Please don’t type “Hi” or “Hello” in chat and press Enter
When we use modern chat tools, such as Microsoft Teams, we should do so in a way that saves us time and allows for an efficient, real-time exchange of information. Do not expect an answer if you type “Hi” or “Hello” and press Enter. Instead, write a message that lets your chat partners respond to your message as soon as they have time to read and respond.
? Bad Example
2022-02-19 09:12 [you]: Hi
2022-02-19 09:13 [co-worker]: Hello
#NOW… WE WAIT. YOUR CO-WORKER IS STUCK IDLE WHILE YOU PHRASE YOUR QUESTION… AND A FEW MINUTES LATER…
2022-02-19 09:17 [you]: I’m working on [my task], and I’m trying to do [abc], but I got stuck at [and so on…]. Do you have any ideas?
2022-02-19 09:18 [co-worker]: Oh, that’s easy! The answer is [solution]!
This is like calling someone on the phone. You say “Hello” and then put them on hold!
And what if the other person is busy in a meeting, away or focusing? If you leave the chat, and the other person comes back, they can’t help you!
? Good Example
2022-02-19 09:12 [you]: Hi — I’m working on [my task], and I’m trying to do [abc] but I got stuck at [and so on…]. Do you have any ideas?
2022-02-19 09:14 [co-worker]: Oh, that’s easy! The answer is [solution]!
In addition, if your co-worker was busy in a meeting, away or focusing at the time, they can now still respond to you later with an answer to your question! Bonus!
OK, so this may seem a bit cold and impolite. But let’s explore. As you would do in person or on the phone, you’re not going to call somebody and start right away with your request. When we meet people in real life, we talk way faster than we write. The problem is that chat isn’t a phone call, and chat is not a face-to-face real-life person interaction. When we’re in a chat, instead of being polite, you make the other person wait for you before they can answer your question, which is a waste of time and energy.
The same goes for “Can you chat for a second”, “Are you there?”, “Hello James – quick question.”, “Do you have a sec?”, “yt?” and “ping”. Skip these, and ask the question!
If you don’t like the idea of asking your question outright and feel it’s too impersonal, then try this simple alternative:
2022-02-19 09:12 [you]: Hi — if you’re not busy, I’m wondering if I could ask a question. I’m working on [my task], and I’m trying to do [abc], but I got stuck at [and so on…]. Do you have any ideas?

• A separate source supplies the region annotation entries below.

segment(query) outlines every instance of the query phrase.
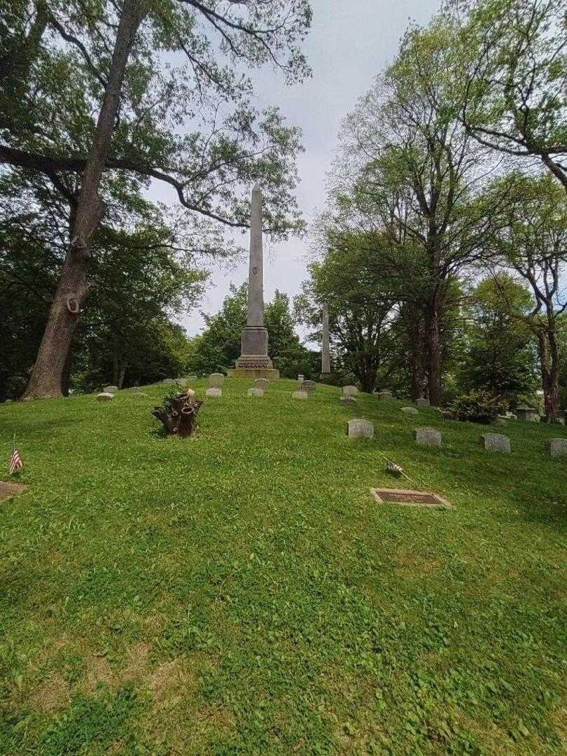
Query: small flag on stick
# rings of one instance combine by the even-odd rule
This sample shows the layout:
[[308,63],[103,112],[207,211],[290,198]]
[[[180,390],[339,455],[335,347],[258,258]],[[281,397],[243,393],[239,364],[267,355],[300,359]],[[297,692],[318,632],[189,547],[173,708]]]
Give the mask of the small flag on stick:
[[23,467],[23,463],[22,462],[22,458],[20,456],[20,452],[16,448],[16,436],[14,436],[14,451],[12,452],[12,456],[10,457],[10,472],[9,475],[14,475],[14,472],[17,472]]

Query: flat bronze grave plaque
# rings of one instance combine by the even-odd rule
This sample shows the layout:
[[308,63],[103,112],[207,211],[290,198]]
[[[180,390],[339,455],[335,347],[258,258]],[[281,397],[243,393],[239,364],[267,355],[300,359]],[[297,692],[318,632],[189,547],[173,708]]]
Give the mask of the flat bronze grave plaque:
[[429,507],[444,510],[451,508],[451,504],[438,494],[428,494],[425,491],[410,491],[406,488],[370,488],[374,500],[380,503],[396,503],[402,507]]
[[5,483],[3,480],[0,480],[0,500],[9,499],[11,496],[17,496],[25,490],[26,486],[21,483]]

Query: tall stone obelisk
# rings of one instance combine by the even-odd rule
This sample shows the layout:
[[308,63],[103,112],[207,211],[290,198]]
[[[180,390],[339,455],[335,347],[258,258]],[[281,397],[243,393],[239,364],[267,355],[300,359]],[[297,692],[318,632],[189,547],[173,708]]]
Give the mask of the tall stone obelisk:
[[321,375],[330,373],[330,343],[329,339],[329,308],[323,305],[323,342],[321,350]]
[[250,262],[248,268],[248,309],[242,331],[242,351],[236,369],[229,375],[237,377],[280,377],[268,356],[268,330],[264,327],[264,254],[262,240],[262,190],[256,184],[252,191],[250,216]]

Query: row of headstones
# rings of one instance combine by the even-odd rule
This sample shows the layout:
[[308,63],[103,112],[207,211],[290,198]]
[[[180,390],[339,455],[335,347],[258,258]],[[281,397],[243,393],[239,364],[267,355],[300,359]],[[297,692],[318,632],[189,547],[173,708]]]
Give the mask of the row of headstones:
[[[349,420],[347,433],[350,438],[372,438],[374,426],[370,420]],[[441,433],[435,428],[416,428],[414,436],[420,446],[441,446],[442,444]],[[482,433],[479,441],[487,451],[510,453],[510,440],[502,433]],[[544,447],[552,457],[567,457],[567,438],[547,438]]]
[[[132,392],[132,396],[135,399],[143,399],[147,396],[147,394],[144,394],[143,391],[140,391],[136,386],[132,386],[128,390]],[[114,398],[114,395],[117,391],[117,386],[105,386],[101,393],[97,394],[97,401],[110,401]]]

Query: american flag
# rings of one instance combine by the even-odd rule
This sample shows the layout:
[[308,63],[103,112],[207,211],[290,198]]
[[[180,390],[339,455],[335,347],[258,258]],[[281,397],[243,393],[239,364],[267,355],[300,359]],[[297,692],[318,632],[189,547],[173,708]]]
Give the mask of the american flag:
[[10,459],[10,475],[13,475],[16,470],[21,469],[23,466],[22,458],[17,449],[14,449]]

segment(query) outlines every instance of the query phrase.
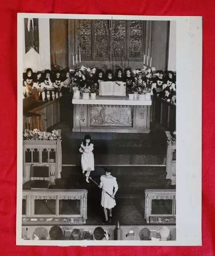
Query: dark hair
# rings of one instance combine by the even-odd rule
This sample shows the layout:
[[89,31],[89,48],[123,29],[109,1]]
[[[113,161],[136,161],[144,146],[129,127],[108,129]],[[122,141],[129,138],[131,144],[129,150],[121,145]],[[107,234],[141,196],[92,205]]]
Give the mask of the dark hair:
[[51,71],[49,69],[46,69],[45,71],[44,71],[44,74],[45,75],[46,75],[46,74],[47,73],[49,73],[50,74],[51,74]]
[[88,145],[90,145],[90,143],[91,143],[91,136],[90,134],[86,134],[85,136],[84,136],[84,142],[83,142],[83,144],[84,146],[86,146],[86,140],[90,140]]
[[107,166],[106,167],[105,167],[105,171],[106,172],[110,172],[111,173],[112,172],[112,169],[109,166]]
[[104,72],[103,71],[103,70],[101,69],[101,68],[100,68],[99,69],[98,69],[96,70],[96,75],[98,76],[99,76],[99,74],[100,73],[102,73],[102,76],[104,75]]
[[118,76],[118,73],[119,71],[121,71],[121,75],[122,76],[123,76],[123,70],[122,70],[122,68],[118,68],[115,70],[115,77],[117,77]]
[[80,230],[75,228],[72,230],[70,236],[70,240],[83,240],[84,238]]
[[63,231],[58,226],[54,226],[50,229],[49,236],[51,240],[62,240]]
[[157,72],[159,74],[163,74],[163,70],[157,70]]
[[104,230],[102,228],[97,227],[94,230],[94,235],[96,240],[102,240],[105,237]]
[[169,88],[168,86],[167,86],[163,90],[163,91],[164,91],[164,92],[165,92],[166,91],[168,91],[169,92],[170,92],[170,90],[169,90]]
[[32,73],[33,73],[33,71],[30,68],[28,68],[26,70],[26,72],[28,73],[28,72],[31,72]]
[[106,72],[105,72],[105,74],[107,76],[107,77],[108,77],[109,74],[111,74],[112,75],[112,76],[113,76],[113,70],[111,70],[111,69],[108,69],[107,70],[106,70]]

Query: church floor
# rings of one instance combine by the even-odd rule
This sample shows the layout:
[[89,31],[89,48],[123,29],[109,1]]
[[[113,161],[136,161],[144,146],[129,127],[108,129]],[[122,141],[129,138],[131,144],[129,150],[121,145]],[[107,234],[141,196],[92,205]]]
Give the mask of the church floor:
[[[80,166],[78,149],[85,134],[73,132],[73,111],[69,114],[62,111],[64,121],[52,128],[62,130],[61,178],[50,188],[86,189],[86,224],[102,225],[104,215],[100,203],[101,189],[92,182],[90,185],[87,183]],[[123,225],[145,225],[145,190],[175,188],[165,178],[165,130],[151,123],[149,134],[90,133],[95,165],[92,178],[99,183],[101,176],[104,174],[104,166],[110,166],[119,185],[111,224],[119,221]]]

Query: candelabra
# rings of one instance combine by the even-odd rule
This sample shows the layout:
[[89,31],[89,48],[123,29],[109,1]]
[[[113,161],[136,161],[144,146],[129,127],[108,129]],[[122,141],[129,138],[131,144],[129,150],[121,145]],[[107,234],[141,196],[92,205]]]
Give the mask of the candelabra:
[[73,69],[75,70],[77,69],[77,70],[80,69],[82,67],[82,63],[80,62],[79,63],[76,63],[76,64],[74,64],[73,65]]

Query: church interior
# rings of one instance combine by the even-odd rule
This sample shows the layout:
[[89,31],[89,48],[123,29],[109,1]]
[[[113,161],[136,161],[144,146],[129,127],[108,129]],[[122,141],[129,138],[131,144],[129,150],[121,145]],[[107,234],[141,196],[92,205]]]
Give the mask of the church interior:
[[[86,78],[94,68],[129,69],[134,81],[145,65],[155,67],[153,77],[156,70],[175,76],[175,30],[171,21],[24,19],[24,80],[28,68],[35,76],[69,71],[71,77],[81,70]],[[100,91],[84,99],[83,92],[76,98],[70,84],[54,95],[43,94],[47,89],[27,91],[25,84],[22,239],[71,240],[76,229],[82,239],[95,240],[94,230],[101,227],[110,240],[152,240],[161,239],[164,226],[166,240],[175,240],[176,86],[170,101],[169,91],[167,98],[158,96],[163,87],[159,92],[150,88],[149,99],[142,100],[129,98],[125,86],[126,98]],[[39,130],[52,139],[26,138],[34,130],[32,136],[46,136]],[[89,183],[79,150],[87,134],[94,146]],[[98,184],[108,167],[118,188],[105,225]],[[52,238],[56,226],[62,234]]]

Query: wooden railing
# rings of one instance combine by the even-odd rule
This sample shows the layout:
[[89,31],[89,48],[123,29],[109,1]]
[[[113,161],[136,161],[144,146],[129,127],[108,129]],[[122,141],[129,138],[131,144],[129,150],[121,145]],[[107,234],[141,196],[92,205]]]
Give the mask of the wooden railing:
[[33,130],[35,128],[40,130],[46,130],[60,122],[59,99],[48,102],[35,101],[33,95],[24,99],[23,130],[25,129]]
[[169,130],[176,130],[176,106],[160,98],[152,96],[151,121],[158,123]]

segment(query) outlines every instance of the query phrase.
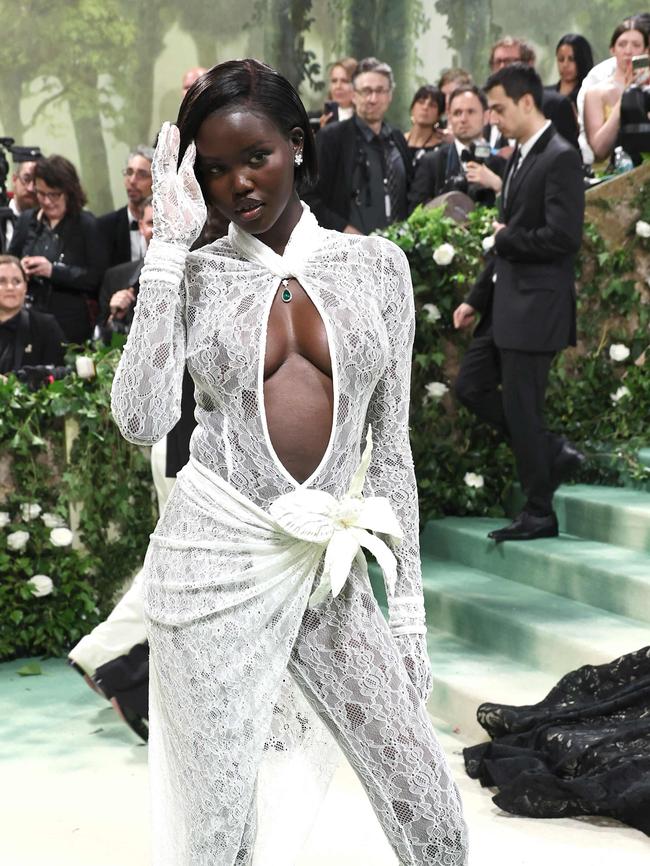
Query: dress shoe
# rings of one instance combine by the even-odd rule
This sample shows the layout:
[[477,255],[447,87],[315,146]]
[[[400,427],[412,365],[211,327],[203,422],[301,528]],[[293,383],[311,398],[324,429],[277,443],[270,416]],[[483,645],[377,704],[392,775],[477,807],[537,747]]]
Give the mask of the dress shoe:
[[488,538],[493,541],[532,541],[533,538],[555,538],[558,534],[557,517],[554,513],[537,517],[522,511],[509,526],[488,532]]
[[564,442],[551,466],[553,490],[575,475],[586,459],[585,455],[570,442]]

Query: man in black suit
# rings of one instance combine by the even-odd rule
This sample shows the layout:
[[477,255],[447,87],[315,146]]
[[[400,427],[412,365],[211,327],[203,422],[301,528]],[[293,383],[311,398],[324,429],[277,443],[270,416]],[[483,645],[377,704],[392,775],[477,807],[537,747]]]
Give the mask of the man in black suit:
[[485,94],[474,84],[461,85],[449,96],[447,118],[453,141],[419,160],[409,193],[410,208],[452,190],[492,207],[501,189],[506,161],[492,154],[477,161],[477,145],[486,145],[485,150],[488,149],[483,138],[487,118]]
[[[514,36],[503,36],[492,46],[490,52],[490,72],[498,72],[511,63],[525,63],[535,66],[535,51],[524,39]],[[580,152],[578,144],[578,120],[571,100],[557,91],[544,90],[542,95],[542,112],[553,122],[556,132],[559,132],[569,144]],[[488,125],[485,137],[502,156],[509,157],[512,149],[508,137],[504,136],[496,124]]]
[[146,246],[138,228],[142,204],[151,195],[151,160],[153,150],[140,145],[123,169],[128,204],[99,218],[99,229],[105,239],[110,268],[123,262],[141,259]]
[[454,325],[481,321],[456,381],[460,401],[512,445],[526,496],[496,541],[558,534],[553,493],[584,459],[544,426],[554,355],[575,345],[574,257],[582,240],[582,166],[542,113],[542,82],[531,66],[495,72],[485,90],[500,131],[517,147],[505,174],[494,255]]
[[393,72],[374,57],[353,76],[356,114],[316,136],[318,183],[303,198],[328,229],[370,234],[405,219],[412,165],[404,136],[384,120]]

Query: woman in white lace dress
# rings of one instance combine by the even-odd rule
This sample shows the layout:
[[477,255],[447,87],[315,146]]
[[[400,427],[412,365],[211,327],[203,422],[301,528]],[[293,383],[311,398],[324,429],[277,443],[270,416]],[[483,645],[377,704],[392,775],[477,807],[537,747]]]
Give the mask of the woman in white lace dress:
[[[253,60],[193,85],[152,167],[113,412],[127,439],[156,442],[187,365],[198,421],[144,567],[155,866],[267,866],[263,769],[301,749],[324,763],[319,719],[404,866],[466,863],[425,708],[408,265],[386,240],[318,226],[296,192],[315,169],[297,93]],[[204,199],[230,229],[189,253]],[[280,862],[294,853],[287,839]]]

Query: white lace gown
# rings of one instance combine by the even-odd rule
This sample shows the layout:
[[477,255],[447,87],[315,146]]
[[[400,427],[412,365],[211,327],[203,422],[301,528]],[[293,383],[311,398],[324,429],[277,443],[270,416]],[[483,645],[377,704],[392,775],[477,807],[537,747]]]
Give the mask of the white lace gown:
[[[255,841],[258,811],[260,824],[267,820],[258,787],[269,768],[280,768],[285,790],[305,786],[309,812],[318,784],[308,790],[302,759],[325,784],[324,723],[400,862],[461,866],[460,800],[403,662],[411,648],[417,666],[426,640],[408,437],[414,313],[406,259],[384,239],[321,229],[304,206],[282,257],[231,226],[228,238],[190,253],[182,273],[148,257],[113,386],[123,434],[145,444],[176,423],[185,364],[196,386],[191,464],[144,566],[154,864],[268,866]],[[318,310],[333,371],[330,441],[303,484],[279,461],[264,411],[266,326],[285,276],[299,280]],[[308,606],[324,547],[296,539],[287,546],[267,523],[281,496],[318,491],[341,500],[369,424],[364,493],[388,498],[404,534],[394,547],[389,624],[359,555],[341,592]],[[275,780],[276,815],[292,810],[285,826],[298,838],[302,790],[298,798],[288,790],[294,796],[285,803],[277,772]],[[278,862],[288,866],[296,848],[287,837]]]

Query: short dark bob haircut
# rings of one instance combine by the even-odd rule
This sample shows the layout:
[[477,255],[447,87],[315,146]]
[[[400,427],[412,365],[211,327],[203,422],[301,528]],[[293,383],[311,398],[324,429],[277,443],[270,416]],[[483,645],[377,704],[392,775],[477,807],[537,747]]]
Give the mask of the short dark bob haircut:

Some people like to start by saying “hello” to see if the person’s presence status is correct, then call them right away to see if the person is near a phone. Neither should you. The fact that someone is willing to answer a chat message doesn’t mean that they are also ready to talk on the phone or video chat.
Instead of sending “can I call you quickly?”, you can try something like this:
2022-02-19 09:12 [you]: Hi – do you have [5 minutes] for a call to talk about [my task]? I’m trying to do [abc], but I get stuck on [xyz].
You can do three things with this:
- It makes the request time-bound
- It gives the recipient some background information, and
- It helps you remember what you wanted to talk about if your co-worker can’t or doesn’t respond right away.
I hope this one simple trick will help you with your chats! Do not expect an answer if you type “Hi” or “Hello” and press Enter. Instead, immediately ask your question.